Foto de Paco Miranda en el artículo: Elena Merino para Revista Magma.
[1]A este fanzine llamado La Cabra y que también menciono más adelante le dedicaremos otro artículo específico más adelante.
[2]Paco, al que voy a llamar así el resto del texto por la amistad tan cercana que nos unía y se me hace raro llamarle Francisco, al igual que Espinosa era licenciado en derecho de formación y escritor de vocación. De profesión no sabría decir, porque ejercer de abogado en el turno de oficio en este país es algo tan admirable en la práctica del derecho como denigrante como ocupación. Las condiciones de este colectivo son tan lamentables que superan incluso las del Profesor Asociado, otra figura de la que lleva aprovechándose décadas el estado y una institución supuestamente ejemplar como debería ser la universidad pública.
[3]Murcia está asentada en un valle de procedencia pantanosa, de ahí que una de sus acepciones sea esta.
[4]En una entrevista que le realiza Sánchez Dragó, Paco señala que la primera frase del libro era capital en ese sentido, ya que no quería llevar a equívocos a nadie. Más aún, quería que desde el mismo inicio el lector supiera a que se iba a enfrentar, desvelando gran parte del tono y contenido desde el principio, para que abandonase la lectura en el caso de que no le interesase. Y esa primera frase dice así “La LSD comenzaba a actuar”, toda una declaración de principios e intenciones.
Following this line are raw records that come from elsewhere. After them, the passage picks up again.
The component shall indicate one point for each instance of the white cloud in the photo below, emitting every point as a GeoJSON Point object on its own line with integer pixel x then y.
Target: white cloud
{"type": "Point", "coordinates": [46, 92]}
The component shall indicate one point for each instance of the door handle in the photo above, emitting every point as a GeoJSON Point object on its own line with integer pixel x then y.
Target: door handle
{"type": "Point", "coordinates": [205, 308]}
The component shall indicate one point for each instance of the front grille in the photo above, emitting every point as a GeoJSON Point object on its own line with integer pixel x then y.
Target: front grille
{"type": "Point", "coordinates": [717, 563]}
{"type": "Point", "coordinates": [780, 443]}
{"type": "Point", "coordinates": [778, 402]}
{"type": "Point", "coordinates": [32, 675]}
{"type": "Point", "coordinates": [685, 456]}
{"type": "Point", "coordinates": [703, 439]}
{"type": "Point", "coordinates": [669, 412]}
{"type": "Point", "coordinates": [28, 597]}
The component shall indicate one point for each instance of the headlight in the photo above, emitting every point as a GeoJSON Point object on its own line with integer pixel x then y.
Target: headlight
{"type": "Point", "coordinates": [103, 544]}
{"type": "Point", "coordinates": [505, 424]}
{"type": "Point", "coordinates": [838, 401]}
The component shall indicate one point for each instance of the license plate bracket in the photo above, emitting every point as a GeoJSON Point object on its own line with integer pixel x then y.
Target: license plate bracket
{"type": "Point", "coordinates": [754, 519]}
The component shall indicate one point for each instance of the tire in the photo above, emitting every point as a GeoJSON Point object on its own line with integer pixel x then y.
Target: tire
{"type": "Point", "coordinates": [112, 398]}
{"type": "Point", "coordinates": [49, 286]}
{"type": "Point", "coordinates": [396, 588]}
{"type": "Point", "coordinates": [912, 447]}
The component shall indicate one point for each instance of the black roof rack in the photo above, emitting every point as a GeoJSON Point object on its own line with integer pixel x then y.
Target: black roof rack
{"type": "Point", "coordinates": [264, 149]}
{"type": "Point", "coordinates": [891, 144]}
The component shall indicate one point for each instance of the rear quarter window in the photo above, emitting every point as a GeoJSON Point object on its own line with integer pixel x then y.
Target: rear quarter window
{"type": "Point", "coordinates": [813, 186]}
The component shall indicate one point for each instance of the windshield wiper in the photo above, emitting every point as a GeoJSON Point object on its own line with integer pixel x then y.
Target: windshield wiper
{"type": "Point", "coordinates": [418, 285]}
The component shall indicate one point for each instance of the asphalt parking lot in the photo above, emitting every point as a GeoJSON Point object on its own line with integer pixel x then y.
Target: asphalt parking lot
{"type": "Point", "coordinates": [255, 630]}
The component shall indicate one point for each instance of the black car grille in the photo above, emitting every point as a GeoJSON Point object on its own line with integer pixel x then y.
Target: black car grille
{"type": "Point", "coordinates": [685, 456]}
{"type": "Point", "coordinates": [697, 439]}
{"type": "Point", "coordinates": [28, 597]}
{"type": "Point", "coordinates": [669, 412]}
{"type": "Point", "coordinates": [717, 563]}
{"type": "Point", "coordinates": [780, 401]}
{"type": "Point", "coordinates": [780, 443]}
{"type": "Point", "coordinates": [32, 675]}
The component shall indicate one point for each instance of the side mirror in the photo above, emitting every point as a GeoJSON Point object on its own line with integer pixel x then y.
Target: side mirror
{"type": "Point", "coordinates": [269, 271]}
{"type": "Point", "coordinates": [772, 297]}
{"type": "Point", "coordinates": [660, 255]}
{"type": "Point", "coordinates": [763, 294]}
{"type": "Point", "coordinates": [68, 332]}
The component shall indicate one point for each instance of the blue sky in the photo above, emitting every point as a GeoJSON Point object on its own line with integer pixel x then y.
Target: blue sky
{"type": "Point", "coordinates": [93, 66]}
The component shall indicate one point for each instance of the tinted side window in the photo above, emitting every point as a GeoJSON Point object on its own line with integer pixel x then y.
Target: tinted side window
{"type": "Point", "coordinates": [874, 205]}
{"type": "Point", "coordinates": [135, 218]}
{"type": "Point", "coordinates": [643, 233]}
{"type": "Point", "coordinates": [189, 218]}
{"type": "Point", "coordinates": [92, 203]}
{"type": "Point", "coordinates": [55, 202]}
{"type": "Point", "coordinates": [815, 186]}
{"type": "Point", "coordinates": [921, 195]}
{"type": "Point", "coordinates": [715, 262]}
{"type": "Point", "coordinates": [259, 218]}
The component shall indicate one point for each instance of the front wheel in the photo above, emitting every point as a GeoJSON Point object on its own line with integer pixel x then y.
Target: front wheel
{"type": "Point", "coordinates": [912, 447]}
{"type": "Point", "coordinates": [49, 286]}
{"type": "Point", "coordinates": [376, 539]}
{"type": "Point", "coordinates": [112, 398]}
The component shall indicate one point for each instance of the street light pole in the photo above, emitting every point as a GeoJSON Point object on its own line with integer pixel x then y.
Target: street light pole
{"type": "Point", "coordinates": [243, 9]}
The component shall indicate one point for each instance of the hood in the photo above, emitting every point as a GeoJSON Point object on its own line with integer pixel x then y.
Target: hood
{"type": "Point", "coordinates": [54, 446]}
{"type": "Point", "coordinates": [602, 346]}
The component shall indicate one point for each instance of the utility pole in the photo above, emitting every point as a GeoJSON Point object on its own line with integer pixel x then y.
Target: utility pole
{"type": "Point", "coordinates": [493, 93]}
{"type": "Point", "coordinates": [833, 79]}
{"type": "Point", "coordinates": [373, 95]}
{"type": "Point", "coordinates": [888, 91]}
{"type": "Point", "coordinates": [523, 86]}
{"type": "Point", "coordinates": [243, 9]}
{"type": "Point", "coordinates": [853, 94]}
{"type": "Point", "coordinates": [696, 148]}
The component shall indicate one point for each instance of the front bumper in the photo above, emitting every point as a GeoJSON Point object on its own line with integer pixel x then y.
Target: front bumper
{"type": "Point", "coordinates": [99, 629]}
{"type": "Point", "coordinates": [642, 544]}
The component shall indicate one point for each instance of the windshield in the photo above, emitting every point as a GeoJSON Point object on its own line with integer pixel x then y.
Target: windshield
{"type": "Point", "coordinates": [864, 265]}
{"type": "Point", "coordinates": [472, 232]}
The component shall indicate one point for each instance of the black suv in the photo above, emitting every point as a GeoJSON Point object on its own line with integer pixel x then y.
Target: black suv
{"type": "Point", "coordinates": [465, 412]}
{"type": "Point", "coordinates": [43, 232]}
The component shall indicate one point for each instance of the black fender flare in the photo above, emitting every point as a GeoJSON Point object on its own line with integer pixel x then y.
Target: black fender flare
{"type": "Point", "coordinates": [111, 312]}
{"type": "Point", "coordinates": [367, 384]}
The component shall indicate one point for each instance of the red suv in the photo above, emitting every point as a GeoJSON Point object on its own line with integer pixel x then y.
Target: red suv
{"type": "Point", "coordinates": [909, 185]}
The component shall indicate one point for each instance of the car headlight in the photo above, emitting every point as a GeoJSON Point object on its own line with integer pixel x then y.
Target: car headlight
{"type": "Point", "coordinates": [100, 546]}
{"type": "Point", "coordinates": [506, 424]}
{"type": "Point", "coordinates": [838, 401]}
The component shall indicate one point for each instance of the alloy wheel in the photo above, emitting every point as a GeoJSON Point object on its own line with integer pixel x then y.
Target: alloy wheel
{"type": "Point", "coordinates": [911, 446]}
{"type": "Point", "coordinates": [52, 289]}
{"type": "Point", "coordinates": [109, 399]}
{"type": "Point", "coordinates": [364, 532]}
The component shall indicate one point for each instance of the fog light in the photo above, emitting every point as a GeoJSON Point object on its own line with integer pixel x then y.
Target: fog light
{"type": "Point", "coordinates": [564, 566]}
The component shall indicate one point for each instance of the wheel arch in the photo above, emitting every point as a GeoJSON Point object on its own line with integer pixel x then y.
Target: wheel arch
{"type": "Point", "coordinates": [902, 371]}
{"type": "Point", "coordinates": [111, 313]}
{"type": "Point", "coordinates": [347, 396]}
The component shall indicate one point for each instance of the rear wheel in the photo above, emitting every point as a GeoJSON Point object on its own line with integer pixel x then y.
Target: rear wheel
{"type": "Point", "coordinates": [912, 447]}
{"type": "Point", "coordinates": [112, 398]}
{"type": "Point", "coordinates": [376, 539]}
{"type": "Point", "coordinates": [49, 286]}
[5]Digo esto porque aunque su planteamiento me recuerde al de El guardián entre el centeno, hay una distancia sideral entre las disquisiciones metafísicas de uno y otro, el protagonista de Pantanosa y el de la novela de Salinger. También es cierto que en un caso se trata de un joven post-adolescente americano de una época concreta y sus pensamientos son tales, y en otro de un joven-hombre europeo, inquieto pero firme en sus decisiones; en otra época y otro momento de madurez de su vida, en definitiva. El viaje al final de la noche es para mí otra novela, de alguna manera también iniciática, a la que se asemeja Pantanosa formalmente y no tanto por su poso profundamente amargo.
[6]Utilizo este término inventado, pero a la vez tan inconscientemente familiar para cualquiera que conozca la historia del arte de estas tierras, con la intención de ilustrar el gusto heredado de la tradición histórica murciana por lo recargado, el horror baqui y el arabesco. Paco consciente de esto, nos presenta un personaje que “suelta” todo lo que piensa en una especie de soliloquio sin fin, pero es algo buscado, en parte. Como él decía, quería retratar/reflejar como se sentía entonces, con esa edad y con ese amontonamiento mental que suele producirse en el salto de la adolescencia a la juventud.
[7]La Cabra fue una de las múltiples aventuras que emprendimos junto a un grupo de allegados y afines. Un modesto fanzine que no por ello deja de ser una gran-pequeña obra editorial. Una publicación que para Paco fue un proyecto personal, y que al margen de la vinculación emocional que me une, considero que es y era en su momento una joyica cultural de 200 ejemplares de tirada por número, realizados casi de manera artesanal… o bueno no, de manera artesanal completamente.